Weimeraners (Maine Coon cats also predisposed).

45
Q

In what percentage of dogs and cats is PPDH an incidental finding?

A

40-50% of cats, 46% of dogs.

46
Q

What imaging techniques can be used for PPDH diagnosis?

A

Radiography +/- contrast (used less commonly now), CT, ultrasound.

47
Q

What ECG change might be present in patients with PPDH and pericardial effusion?

A

Electrical alternans

48
Q

Should air be drained from the pericardium prior to complete closure?

A

Yes, otherwise can impede pulmonary expansion or even cause cardiac tamponade.

49
Q

What method can be used to close large PPDH defects that cannot be closed primarily?

A

A pericardial flap (the pericardium is transected cranially and used as a free flap or graft).

50
Q

What is the prognosis for cats with PPDH?

A

Surgical repair successful in 86% of cats, although complications encountered in 78%.

51
Q

What is the mortality rate for dogs treated for PPDH?

A

9%, resolution of clinical signs seen in the majority of cases.
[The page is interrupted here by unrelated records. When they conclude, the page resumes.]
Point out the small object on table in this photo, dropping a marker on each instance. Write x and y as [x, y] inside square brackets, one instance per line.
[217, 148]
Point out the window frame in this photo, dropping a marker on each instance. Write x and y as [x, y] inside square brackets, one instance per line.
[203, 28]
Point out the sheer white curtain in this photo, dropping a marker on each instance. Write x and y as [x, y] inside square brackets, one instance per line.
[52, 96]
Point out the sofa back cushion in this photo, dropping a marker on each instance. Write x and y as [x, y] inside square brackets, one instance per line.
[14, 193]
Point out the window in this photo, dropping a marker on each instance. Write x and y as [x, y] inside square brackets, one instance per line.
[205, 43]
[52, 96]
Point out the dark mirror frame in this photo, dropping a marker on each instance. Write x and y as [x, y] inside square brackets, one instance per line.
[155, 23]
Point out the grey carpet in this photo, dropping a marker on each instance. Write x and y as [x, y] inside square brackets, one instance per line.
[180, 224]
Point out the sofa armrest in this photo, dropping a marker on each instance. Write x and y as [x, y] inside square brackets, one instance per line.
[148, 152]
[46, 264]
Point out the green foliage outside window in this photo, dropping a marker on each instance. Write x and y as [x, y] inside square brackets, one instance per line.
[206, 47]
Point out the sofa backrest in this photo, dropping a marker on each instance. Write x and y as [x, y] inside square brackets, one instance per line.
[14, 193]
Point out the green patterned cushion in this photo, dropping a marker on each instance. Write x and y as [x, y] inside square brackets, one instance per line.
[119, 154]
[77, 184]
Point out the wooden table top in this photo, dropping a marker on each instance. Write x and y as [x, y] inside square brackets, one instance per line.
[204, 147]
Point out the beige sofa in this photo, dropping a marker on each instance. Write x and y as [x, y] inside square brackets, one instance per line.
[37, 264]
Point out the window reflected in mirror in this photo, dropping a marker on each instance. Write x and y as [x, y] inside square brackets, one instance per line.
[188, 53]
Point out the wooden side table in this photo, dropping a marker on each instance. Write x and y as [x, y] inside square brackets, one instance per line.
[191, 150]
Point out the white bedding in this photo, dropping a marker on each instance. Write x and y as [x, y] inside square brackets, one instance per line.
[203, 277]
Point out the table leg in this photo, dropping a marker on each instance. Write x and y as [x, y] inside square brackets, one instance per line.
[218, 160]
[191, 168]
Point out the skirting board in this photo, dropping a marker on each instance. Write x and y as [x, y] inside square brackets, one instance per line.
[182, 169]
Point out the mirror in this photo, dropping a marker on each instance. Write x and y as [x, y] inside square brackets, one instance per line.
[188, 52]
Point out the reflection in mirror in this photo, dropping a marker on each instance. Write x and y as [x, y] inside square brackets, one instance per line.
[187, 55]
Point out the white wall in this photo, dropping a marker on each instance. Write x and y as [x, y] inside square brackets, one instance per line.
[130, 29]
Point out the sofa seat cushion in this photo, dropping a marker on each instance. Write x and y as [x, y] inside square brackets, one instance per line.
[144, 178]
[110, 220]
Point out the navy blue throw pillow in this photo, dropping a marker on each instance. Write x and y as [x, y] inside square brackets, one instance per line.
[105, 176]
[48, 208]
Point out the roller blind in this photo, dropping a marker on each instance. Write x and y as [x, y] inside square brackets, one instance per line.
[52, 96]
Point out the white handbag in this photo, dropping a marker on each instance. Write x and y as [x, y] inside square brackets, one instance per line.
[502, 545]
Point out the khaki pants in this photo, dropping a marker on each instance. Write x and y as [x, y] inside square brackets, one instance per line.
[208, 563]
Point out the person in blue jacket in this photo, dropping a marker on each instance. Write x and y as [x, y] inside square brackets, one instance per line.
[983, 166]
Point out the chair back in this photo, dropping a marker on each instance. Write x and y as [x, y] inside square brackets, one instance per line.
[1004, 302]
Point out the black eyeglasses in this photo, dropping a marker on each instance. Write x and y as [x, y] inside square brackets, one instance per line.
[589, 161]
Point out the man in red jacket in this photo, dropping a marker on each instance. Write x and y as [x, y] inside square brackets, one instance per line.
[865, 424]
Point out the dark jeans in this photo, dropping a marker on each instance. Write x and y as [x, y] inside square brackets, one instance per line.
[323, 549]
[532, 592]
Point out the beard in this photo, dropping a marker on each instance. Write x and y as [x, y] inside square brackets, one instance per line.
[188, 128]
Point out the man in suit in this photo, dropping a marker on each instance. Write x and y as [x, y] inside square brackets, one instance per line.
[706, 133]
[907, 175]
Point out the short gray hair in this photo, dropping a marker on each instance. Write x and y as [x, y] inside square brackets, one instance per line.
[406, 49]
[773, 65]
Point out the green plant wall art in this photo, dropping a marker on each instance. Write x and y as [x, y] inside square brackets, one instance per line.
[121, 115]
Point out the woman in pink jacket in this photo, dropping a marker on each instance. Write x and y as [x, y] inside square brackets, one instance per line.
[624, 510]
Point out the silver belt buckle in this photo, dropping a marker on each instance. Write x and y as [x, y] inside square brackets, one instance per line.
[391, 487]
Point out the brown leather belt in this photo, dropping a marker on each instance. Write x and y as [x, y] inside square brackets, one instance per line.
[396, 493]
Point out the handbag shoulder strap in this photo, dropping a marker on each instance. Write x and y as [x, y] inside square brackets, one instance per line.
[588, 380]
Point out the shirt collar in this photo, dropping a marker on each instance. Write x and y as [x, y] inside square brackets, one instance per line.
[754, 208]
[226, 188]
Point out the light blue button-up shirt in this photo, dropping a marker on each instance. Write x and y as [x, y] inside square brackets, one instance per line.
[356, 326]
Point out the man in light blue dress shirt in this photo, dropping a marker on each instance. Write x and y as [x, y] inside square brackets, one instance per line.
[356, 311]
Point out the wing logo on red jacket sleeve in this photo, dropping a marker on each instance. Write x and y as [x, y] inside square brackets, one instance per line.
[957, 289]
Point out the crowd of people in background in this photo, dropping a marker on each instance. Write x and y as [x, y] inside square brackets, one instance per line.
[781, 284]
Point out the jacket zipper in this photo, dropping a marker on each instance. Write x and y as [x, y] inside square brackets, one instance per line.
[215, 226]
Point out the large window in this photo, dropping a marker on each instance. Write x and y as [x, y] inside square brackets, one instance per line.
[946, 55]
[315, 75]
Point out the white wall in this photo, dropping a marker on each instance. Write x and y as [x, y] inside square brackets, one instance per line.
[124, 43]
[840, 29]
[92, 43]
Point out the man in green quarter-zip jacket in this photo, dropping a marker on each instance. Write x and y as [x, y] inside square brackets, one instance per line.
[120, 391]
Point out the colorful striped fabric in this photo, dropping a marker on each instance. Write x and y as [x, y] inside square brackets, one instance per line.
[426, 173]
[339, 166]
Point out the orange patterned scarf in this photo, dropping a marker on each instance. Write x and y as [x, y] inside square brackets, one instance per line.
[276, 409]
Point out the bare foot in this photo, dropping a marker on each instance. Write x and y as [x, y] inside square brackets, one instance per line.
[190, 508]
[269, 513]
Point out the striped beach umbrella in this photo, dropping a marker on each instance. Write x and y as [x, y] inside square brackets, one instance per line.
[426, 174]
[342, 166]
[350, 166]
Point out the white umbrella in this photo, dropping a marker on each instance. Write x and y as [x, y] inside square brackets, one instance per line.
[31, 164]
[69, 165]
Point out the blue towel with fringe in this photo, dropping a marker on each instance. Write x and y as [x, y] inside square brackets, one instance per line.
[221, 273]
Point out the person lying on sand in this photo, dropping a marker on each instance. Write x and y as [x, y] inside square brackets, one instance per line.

Dogs with concomitant intracardiac defects may have a poor long term prognosis.

52
Q

What are some complications associated with PPDH repair in cats?

A

Acute: hyperthermia, tachypnea, dyspnea, hypoventilation, acidosis, hypoxia, pneumothorax.

Delayed: incisional inflammation, hyporexia, hypoxia, pericardial effusion, hernia recurrence, pericardial cysts.